To summarize, all of our results show that symbolic and non-symbolic comparisons show several critical differences, and while the ANS model can successfully describe the non-symbolic dot comparison, it cannot account for many features of the symbolic Indo-Arabic comparison. Therefore, we argue that while non-symbolic comparison is supported by the ANS, symbolic comparison and number processing is supported by an alternative system. Further research can confirm whether the increasing amount of data suggest correctly that symbolic and non-symbolic numbers are processed by different types of systems, and if so, what representation is utilized to process symbolic numbers.

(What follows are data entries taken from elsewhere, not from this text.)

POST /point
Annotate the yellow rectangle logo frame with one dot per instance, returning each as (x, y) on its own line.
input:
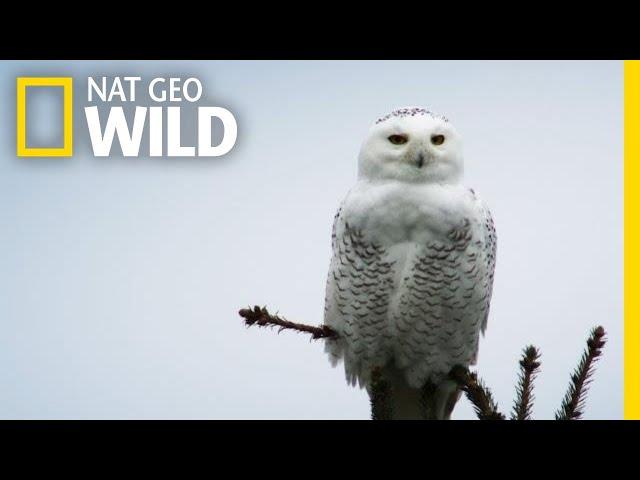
(21, 120)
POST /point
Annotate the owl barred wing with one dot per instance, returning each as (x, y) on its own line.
(359, 286)
(490, 247)
(417, 305)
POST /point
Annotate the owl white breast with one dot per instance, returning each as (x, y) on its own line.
(411, 276)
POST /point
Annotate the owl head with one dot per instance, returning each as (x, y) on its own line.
(412, 145)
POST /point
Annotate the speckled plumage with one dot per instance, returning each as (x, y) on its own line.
(411, 277)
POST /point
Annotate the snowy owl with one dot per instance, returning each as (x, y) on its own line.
(411, 276)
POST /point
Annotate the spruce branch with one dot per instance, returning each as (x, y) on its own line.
(529, 365)
(573, 402)
(380, 396)
(477, 393)
(262, 318)
(428, 401)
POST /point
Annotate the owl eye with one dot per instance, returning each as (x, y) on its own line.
(437, 139)
(398, 139)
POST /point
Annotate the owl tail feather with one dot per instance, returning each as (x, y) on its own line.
(410, 403)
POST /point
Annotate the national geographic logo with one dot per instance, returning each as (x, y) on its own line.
(127, 107)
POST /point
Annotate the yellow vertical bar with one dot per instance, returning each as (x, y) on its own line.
(21, 121)
(631, 239)
(68, 116)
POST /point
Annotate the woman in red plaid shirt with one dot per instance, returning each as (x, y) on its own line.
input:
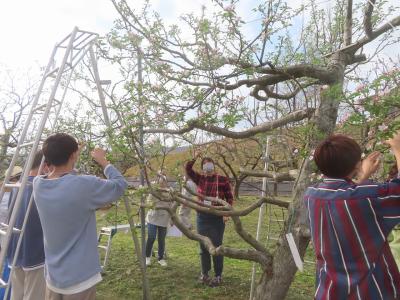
(210, 184)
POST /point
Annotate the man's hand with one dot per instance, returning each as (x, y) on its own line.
(99, 155)
(370, 165)
(394, 142)
(197, 153)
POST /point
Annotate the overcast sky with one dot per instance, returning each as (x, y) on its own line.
(30, 28)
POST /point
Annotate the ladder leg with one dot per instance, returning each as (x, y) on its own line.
(107, 251)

All studies reported here were carried out in accordance with the recommendations of the Department of Cognitive Psychology ethics committee with written informed consent from all subjects. All subjects gave written informed consent in accordance with the Declaration of Helsinki.
All authors listed, have made substantial, direct and intellectual contribution to the work, and approved it for publication.
Conflict of Interest Statement
The authors declare that the research was conducted in the absence of any commercial or financial relationships that could be construed as a potential conflict of interest.
We thank Krisztián Kasos, Ákos Laczkó, and Katalin Oláh for their comments on an earlier version of the manuscript.
1. ^A similar investigation of symbolic and non-symbolic comparisons testing against the ANS model was done by Dehaene (2007), however, in that study multi-digit Indo-Arabic numbers were utilized. When comparing multi-digit symbolic numbers one might process the numbers power by power, and holistic ANS processing of the number cannot be guaranteed (Hinrichs et al., 1982; Poltrock and Schwartz, 1984; Krajcsi and Szabó, 2012; Huber et al., 2016), therefore, in such a test multi-digit symbolic numbers should be avoided. The present work utilizes only single digit Indo-Arabic numbers.
2. ^One might raise that this way the two notations do not use the same number ranges, consequently, the two conditions are not comparable. However, it is important to highlight that the current work tests the ANS model, and in this specific test any modifications that are in line with the ANS model are appropriate. If the ratio-based transformations were not allowed, it would already mean that the ANS model is incorrect, therefore, no further test would be needed.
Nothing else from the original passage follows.